Who is this group that folks say is “the best kept secret?” What’s important about SMHA in the region, the state, in America? What have they done locally, regionally, nationally, and internationally?

Over the last fifty-four years, SMHA has left an indelible mark on South Louisiana – on its families, its communities, its economy, and also on its institutions. HOW SMHA creates change is integral to the change that is created: we looked, we listened, we understood, and we worked together with communities, policy makers, and partners to create the change that needed to happen.

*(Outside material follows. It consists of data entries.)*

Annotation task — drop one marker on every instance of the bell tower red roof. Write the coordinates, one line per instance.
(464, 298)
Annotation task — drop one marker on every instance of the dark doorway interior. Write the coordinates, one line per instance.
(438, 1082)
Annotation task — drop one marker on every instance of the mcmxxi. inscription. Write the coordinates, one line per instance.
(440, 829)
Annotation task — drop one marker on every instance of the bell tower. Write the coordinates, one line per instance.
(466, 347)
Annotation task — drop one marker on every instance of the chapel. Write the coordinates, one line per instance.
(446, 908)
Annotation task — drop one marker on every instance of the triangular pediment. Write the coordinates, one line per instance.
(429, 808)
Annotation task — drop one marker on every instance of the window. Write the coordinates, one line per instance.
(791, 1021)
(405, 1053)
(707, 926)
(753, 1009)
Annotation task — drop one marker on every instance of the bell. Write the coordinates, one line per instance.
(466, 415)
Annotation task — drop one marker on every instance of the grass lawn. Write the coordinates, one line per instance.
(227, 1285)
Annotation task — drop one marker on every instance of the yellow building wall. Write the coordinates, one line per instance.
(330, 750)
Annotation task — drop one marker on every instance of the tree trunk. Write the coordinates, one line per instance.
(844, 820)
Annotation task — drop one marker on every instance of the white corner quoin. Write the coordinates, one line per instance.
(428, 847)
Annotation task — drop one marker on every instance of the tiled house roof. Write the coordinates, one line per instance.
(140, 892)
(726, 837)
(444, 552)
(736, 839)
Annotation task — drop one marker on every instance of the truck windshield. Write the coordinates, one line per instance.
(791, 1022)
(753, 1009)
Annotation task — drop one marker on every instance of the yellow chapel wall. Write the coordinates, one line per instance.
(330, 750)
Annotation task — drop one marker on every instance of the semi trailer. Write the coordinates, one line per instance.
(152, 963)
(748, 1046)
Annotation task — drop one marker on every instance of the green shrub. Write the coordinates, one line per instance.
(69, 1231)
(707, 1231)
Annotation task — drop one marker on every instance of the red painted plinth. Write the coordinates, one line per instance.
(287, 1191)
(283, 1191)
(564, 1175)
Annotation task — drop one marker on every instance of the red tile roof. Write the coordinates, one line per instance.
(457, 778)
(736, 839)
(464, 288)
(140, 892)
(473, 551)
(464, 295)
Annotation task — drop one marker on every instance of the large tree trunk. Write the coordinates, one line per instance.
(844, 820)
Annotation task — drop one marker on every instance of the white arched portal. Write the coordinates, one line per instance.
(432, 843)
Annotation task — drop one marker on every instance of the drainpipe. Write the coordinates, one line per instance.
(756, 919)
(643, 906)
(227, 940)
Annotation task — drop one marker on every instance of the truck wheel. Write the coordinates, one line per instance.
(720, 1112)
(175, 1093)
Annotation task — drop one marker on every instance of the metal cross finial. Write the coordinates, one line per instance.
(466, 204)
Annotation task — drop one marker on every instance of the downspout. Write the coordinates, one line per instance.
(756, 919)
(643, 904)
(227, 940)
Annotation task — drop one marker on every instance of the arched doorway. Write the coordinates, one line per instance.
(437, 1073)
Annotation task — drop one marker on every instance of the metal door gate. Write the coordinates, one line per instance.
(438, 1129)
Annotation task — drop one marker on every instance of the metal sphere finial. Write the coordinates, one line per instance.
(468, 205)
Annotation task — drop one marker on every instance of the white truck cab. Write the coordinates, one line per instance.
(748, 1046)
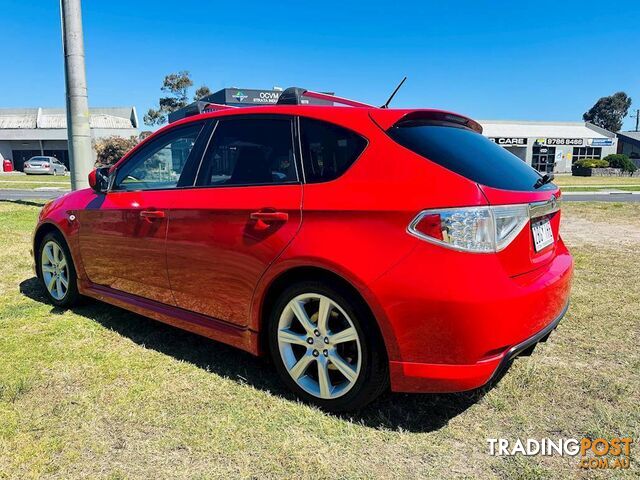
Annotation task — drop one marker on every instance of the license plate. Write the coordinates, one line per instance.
(542, 234)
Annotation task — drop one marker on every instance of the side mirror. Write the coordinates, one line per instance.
(99, 179)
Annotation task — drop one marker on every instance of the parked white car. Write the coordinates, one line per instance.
(44, 166)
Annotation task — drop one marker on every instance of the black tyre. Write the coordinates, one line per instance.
(326, 347)
(56, 271)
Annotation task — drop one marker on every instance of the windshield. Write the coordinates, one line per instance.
(467, 153)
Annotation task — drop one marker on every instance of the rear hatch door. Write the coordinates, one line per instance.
(455, 142)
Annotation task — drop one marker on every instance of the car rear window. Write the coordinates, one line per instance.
(467, 153)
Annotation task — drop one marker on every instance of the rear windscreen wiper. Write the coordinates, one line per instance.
(546, 178)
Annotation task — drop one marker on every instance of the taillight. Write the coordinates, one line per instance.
(472, 229)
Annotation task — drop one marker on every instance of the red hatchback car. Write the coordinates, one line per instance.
(360, 248)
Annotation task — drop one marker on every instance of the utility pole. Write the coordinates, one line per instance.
(78, 131)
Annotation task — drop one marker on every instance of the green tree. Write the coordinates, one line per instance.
(176, 88)
(111, 149)
(608, 112)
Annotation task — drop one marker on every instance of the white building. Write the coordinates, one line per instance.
(551, 146)
(27, 132)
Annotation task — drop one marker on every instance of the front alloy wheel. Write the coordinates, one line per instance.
(56, 270)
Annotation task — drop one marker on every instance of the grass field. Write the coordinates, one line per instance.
(101, 393)
(29, 182)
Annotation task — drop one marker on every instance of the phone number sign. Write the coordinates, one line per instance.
(561, 141)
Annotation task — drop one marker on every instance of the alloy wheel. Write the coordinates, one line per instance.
(319, 346)
(55, 270)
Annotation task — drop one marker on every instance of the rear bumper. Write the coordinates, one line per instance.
(441, 378)
(454, 321)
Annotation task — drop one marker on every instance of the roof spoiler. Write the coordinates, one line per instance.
(386, 119)
(294, 96)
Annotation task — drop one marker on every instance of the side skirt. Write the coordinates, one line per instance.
(239, 337)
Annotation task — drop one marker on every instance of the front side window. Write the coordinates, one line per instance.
(250, 151)
(159, 164)
(327, 149)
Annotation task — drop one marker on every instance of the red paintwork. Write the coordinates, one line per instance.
(203, 258)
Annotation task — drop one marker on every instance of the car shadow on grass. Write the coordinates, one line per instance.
(394, 411)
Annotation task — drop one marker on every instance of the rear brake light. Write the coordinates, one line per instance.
(472, 229)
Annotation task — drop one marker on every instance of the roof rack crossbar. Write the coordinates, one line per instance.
(205, 107)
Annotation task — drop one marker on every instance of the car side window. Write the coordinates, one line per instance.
(250, 151)
(328, 150)
(160, 163)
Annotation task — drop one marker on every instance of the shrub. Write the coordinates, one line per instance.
(111, 149)
(622, 162)
(592, 163)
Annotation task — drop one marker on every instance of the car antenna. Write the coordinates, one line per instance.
(386, 105)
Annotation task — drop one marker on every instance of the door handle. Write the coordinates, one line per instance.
(270, 216)
(151, 214)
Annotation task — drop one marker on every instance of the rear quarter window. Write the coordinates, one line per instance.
(467, 153)
(328, 150)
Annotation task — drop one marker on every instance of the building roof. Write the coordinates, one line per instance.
(504, 128)
(630, 137)
(51, 123)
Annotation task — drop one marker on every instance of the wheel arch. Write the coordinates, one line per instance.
(313, 273)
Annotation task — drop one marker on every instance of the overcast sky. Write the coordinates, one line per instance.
(490, 60)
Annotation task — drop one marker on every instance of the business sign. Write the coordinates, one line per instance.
(509, 141)
(251, 97)
(601, 142)
(563, 141)
(240, 97)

In the late 1960s in rural Louisiana, there were no options for farmworkers for healthcare, beyond what was available through the lingering plantation system. Health outcomes for farmer workers – primarily African-American – were poor, especially when compared to the health outcomes of whites. Although the law of the land mandated access to health facilities, Southern Louisiana was functionally segregated. SMHA saw this disparity and created a farm worker healthcare program in 1971- the only of its kind to provide health care for the most marginalized. At the time, facilitating access to basic services was a means to undermine and begin to undo the entrenched plantation system. SMHA’s program was adapted and expanded into what is now the Teche Action Clinic (TAC). TAC continues to provide affordable, quality health care to working families who often struggle to make ends meet and cover basic health care costs. TAC is now a system of 13 clinics and a mobile unit, working across six parishes of South Louisiana, one of 34 Federally Qualified Health Centers in the state of Louisiana.

During the same period, SMHA observed an equally glaring lack of access to adult education for farm workers and others who had been marginalized from the formal educational system. SMHA’s Plantation Education Program, Inc. sought to dismantle generations of unfair limitations placed on educational opportunities. This program transformed into Progressive Education Program, Inc. (PEPI), providing adult education for Iberia Parish. PEPI focused on providing adult education classes, allowing plantation workers to gain a fundamental skill, that opens so many other doors: the ability to read and write. SMHA provided primarily materials support, working in partnership with the Sisters of St. Joseph who provided pedagogical expertise and instructed students. SMHA eventually transitioned PEPI to the Notre Dame Sisters who helped more than 600 people gain their high school equivalency; today, PEPI is integrated into the Southern Louisiana Community College where it belongs as a part of addressing the adult education needs of Iberia Parish families.

In the late 1980’s, international trade agreements had battered and bruised the agricultural sector across the South. In response, farmers and fishers alike had turned towards more industrial methods, including burning of sugarcane stalk after harvest in Louisiana, to be more competitive. At the same time, rural farming and fishing areas were not being protected as part of a long-term strategy of smart, environmentally sound growth. Out of this turmoil grew Southern Sustainable Agriculture Working Group (Southern SAWG), a 13-state independent network. Southern SAWG celebrated its 25th anniversary in 2017 with a conference of 1,500 attendees from 13 states. SMHA’s Sister Helen Vinton, a long-standing advocate of sustainable agriculture, launched Southern SAWG in 1991 while serving as a board member of Rural Advancement Foundation, Inc. (RAFI). Together with RAFI, SMHA hosted Southern SAWG’s first conference in New Iberia with about 30 participants. More important than the number of people is the change that Southern SAWG has created – bringing together like-minded community members, policy makers and fellow change agents from across the South to push for a more fair, sustainable and community-based approach to agriculture. Southern SAWG and its work reflects the cornerstone of SMHA’s Life Quality work, a focus on stewardship and conservation of Louisiana’s land and waters, critical to the economic future of rural communities.